Wohlgemuth, a behavioral neuroscientist specializing in echolocation, naturally spends a lot of time with bats. Over several acoustic studies, he began to notice a strange routine: When hunting, some bats would cock their heads left and right, squeaking during the breaks. Suddenly reminded of his dog, Wohlgemuth set out to understand the purpose of the odd behavior.
But first, he had to teach his subjects to be lazy. Big brown bats, or Eptesicus fuscus, are normally dynamic hunters. Able to reach speeds of up to 40 mph, these animals can be difficult to study in flight. So researchers trained a group of bats to sit on a platform and wait for food, which would be delivered via fishing wire. Using high speed cameras and reflective markers on each ear, Wohlgemuth and colleagues could later reconstruct the bats’ head movements.
In some trials, researchers would move the food in simple patterns. In others, they would deliver the food over complex paths and at changing speeds. When the prey moved more erratically or changed directions suddenly, the bats would waggle more frequently.

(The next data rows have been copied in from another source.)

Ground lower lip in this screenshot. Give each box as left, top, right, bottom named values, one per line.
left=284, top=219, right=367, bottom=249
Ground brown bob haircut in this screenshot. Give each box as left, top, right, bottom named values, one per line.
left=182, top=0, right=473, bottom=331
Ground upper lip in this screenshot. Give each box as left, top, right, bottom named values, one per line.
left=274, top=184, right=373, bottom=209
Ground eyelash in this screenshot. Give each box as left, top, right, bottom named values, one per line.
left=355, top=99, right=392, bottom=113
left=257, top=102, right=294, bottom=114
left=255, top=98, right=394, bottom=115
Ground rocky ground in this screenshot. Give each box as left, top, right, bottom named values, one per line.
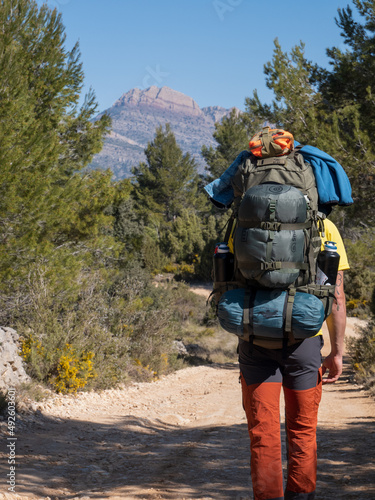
left=0, top=307, right=374, bottom=499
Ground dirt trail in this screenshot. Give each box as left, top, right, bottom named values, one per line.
left=0, top=303, right=374, bottom=499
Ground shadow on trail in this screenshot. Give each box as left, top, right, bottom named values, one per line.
left=1, top=414, right=252, bottom=499
left=316, top=420, right=375, bottom=499
left=0, top=408, right=374, bottom=499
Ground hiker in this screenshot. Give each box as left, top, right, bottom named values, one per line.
left=205, top=127, right=353, bottom=500
left=239, top=217, right=349, bottom=500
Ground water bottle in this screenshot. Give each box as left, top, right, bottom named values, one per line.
left=316, top=241, right=340, bottom=286
left=213, top=243, right=234, bottom=282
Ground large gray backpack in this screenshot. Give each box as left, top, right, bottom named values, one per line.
left=231, top=149, right=321, bottom=289
left=213, top=147, right=335, bottom=348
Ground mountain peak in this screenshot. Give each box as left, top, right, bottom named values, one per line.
left=92, top=86, right=237, bottom=179
left=114, top=86, right=203, bottom=117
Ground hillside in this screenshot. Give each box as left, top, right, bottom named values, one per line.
left=90, top=86, right=237, bottom=179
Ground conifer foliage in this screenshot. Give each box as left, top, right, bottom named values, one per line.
left=0, top=0, right=112, bottom=279
left=132, top=123, right=218, bottom=274
left=202, top=108, right=250, bottom=181
left=132, top=124, right=199, bottom=223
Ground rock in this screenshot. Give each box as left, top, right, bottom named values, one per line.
left=115, top=85, right=203, bottom=117
left=172, top=340, right=189, bottom=356
left=0, top=326, right=31, bottom=393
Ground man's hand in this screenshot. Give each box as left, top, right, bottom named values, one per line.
left=322, top=352, right=343, bottom=384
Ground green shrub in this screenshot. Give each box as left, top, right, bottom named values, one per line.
left=344, top=236, right=375, bottom=318
left=346, top=318, right=375, bottom=396
left=14, top=259, right=187, bottom=390
left=163, top=262, right=195, bottom=281
left=142, top=232, right=168, bottom=274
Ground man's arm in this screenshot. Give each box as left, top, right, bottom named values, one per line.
left=322, top=270, right=347, bottom=384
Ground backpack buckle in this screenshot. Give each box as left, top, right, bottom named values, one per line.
left=261, top=221, right=281, bottom=231
left=261, top=261, right=282, bottom=271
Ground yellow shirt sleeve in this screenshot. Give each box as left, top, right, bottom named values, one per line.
left=321, top=219, right=350, bottom=271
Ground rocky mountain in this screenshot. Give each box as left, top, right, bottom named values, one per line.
left=90, top=86, right=237, bottom=179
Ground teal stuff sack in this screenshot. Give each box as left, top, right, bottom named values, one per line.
left=217, top=288, right=325, bottom=341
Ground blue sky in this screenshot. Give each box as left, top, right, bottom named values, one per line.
left=37, top=0, right=356, bottom=113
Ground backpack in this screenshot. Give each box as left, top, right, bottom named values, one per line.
left=211, top=128, right=336, bottom=348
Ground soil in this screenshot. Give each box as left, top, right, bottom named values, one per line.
left=0, top=286, right=374, bottom=500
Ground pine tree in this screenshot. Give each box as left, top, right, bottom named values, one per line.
left=243, top=36, right=375, bottom=228
left=239, top=14, right=375, bottom=312
left=0, top=0, right=113, bottom=287
left=201, top=108, right=250, bottom=181
left=0, top=0, right=120, bottom=306
left=316, top=1, right=375, bottom=134
left=312, top=1, right=375, bottom=224
left=199, top=3, right=375, bottom=314
left=244, top=40, right=330, bottom=147
left=132, top=124, right=220, bottom=270
left=132, top=123, right=200, bottom=223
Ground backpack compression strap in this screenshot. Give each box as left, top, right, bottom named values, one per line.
left=237, top=211, right=310, bottom=273
left=238, top=218, right=310, bottom=272
left=282, top=288, right=297, bottom=356
left=243, top=288, right=256, bottom=343
left=238, top=220, right=312, bottom=231
left=239, top=261, right=309, bottom=271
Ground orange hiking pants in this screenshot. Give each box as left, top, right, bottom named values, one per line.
left=239, top=336, right=323, bottom=500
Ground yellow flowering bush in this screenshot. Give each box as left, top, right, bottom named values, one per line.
left=134, top=358, right=158, bottom=381
left=162, top=263, right=179, bottom=274
left=20, top=334, right=45, bottom=362
left=160, top=352, right=169, bottom=370
left=162, top=262, right=194, bottom=276
left=122, top=324, right=134, bottom=337
left=346, top=299, right=368, bottom=318
left=21, top=336, right=96, bottom=394
left=52, top=344, right=97, bottom=393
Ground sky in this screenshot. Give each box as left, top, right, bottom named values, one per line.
left=36, top=0, right=357, bottom=114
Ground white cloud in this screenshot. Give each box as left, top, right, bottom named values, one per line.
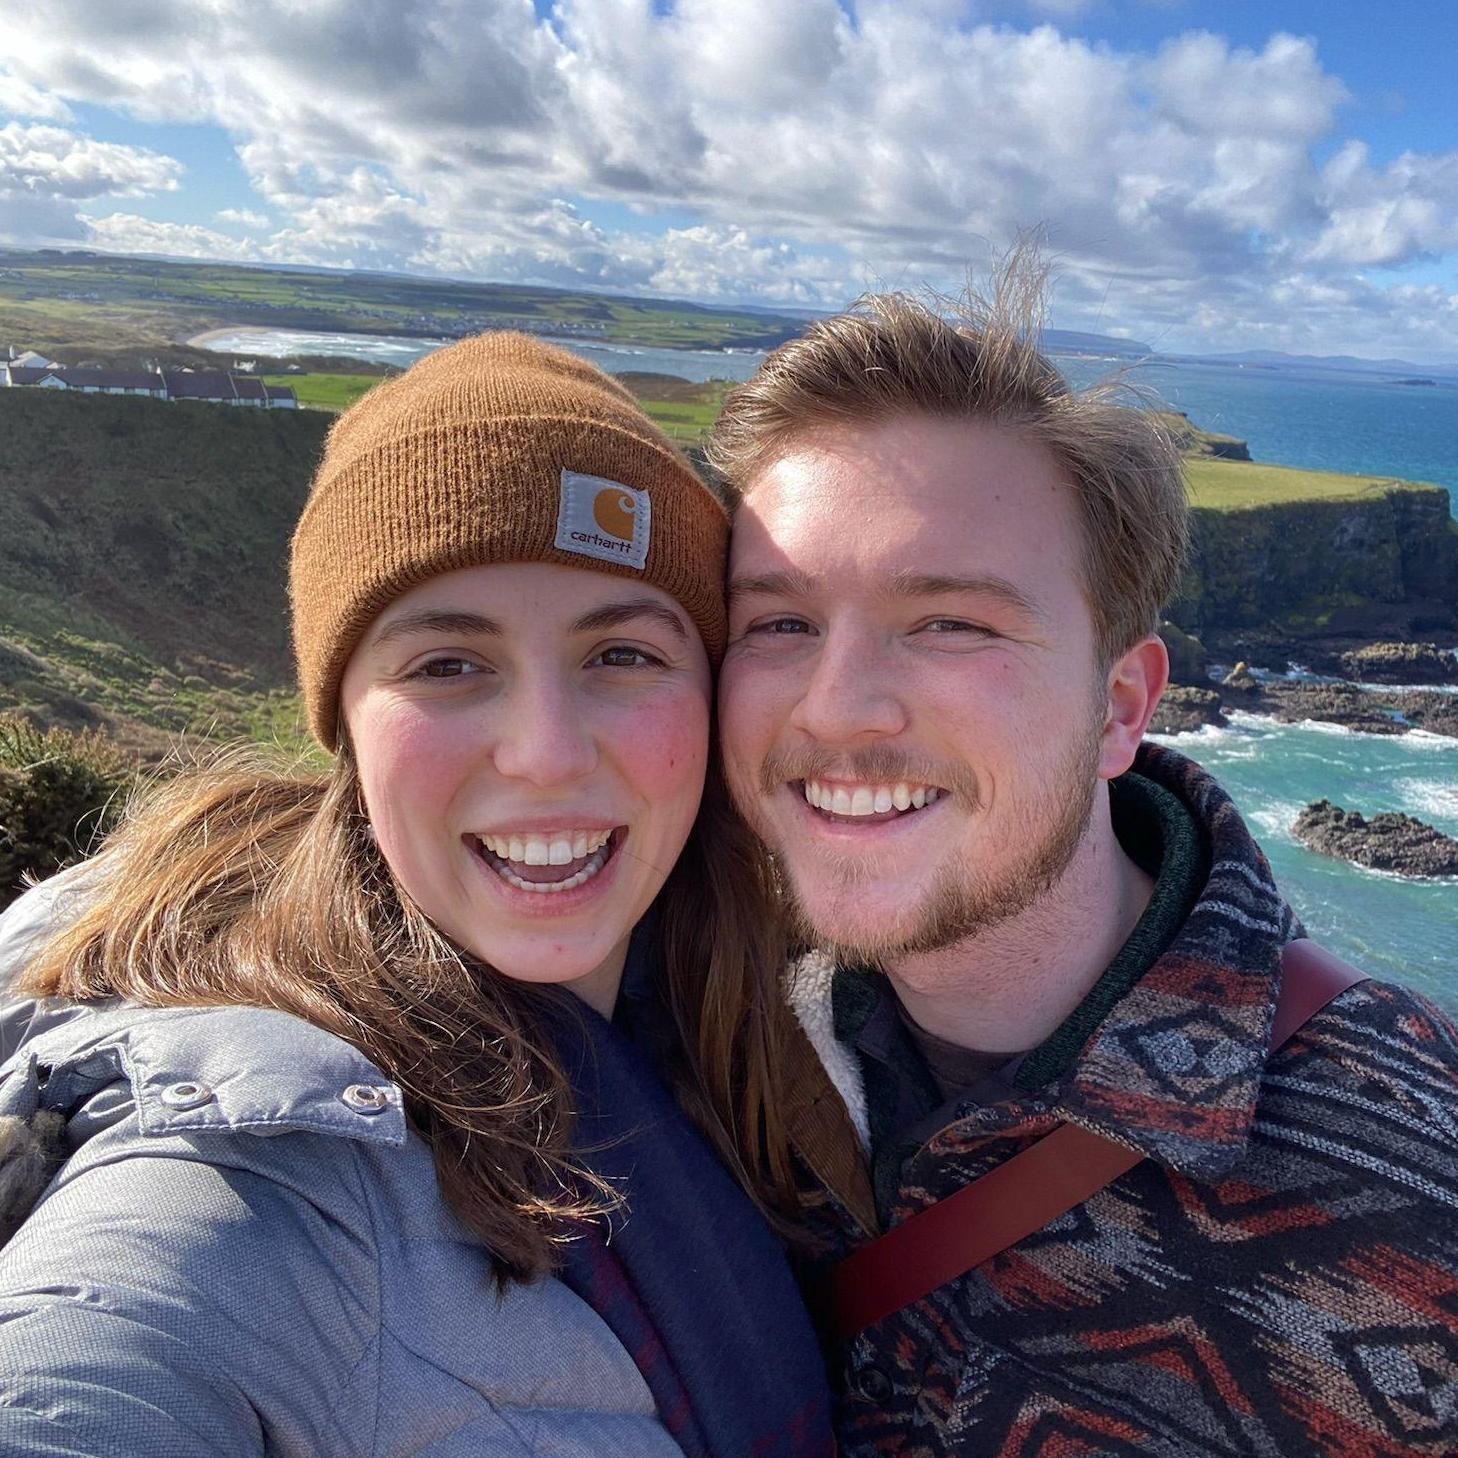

Wohlgemuth and colleagues conclude that bats waggle to enhance their sensory perception. Most true bats use sonar to hunt, which means they’re receiving constant auditory feedback from all directions. By changing the orientation of their ears, they can better localize those sounds.
“They have to be able to find that tiny little echo of the insect against all the other clutter echoes of the background,” Wohlgemuth told The Washington Post. “So bats have these very robust and very dramatic behaviors.”
It’s an unusually simple answer, but recent research suggests that bat sonar may be just that: simple. Last year, scientists at the University of Antwerp and the University of Bristol found that bat flight maneuvers were based on a simple left-right binary. When an object is close, the corresponding echo is louder. So when a bat receives a comparatively loud signal in its left ear, it will respond by turning right to avoid the object, and vice-versa.
The new finding, researchers say, draws new connections between physical movement and sensory processing in animals. Dogs, cats and even humans exhibit similar, though subtler, behaviors. The study also highlights parallels between echolocation and vision. Just as our eyes do, bats’ ears provide spatial perception through movement.
“You almost get a different snapshot of the sound coming in,” Wohlgemuth said. “Sort of like how you might move your eyes around to get better views of the world.”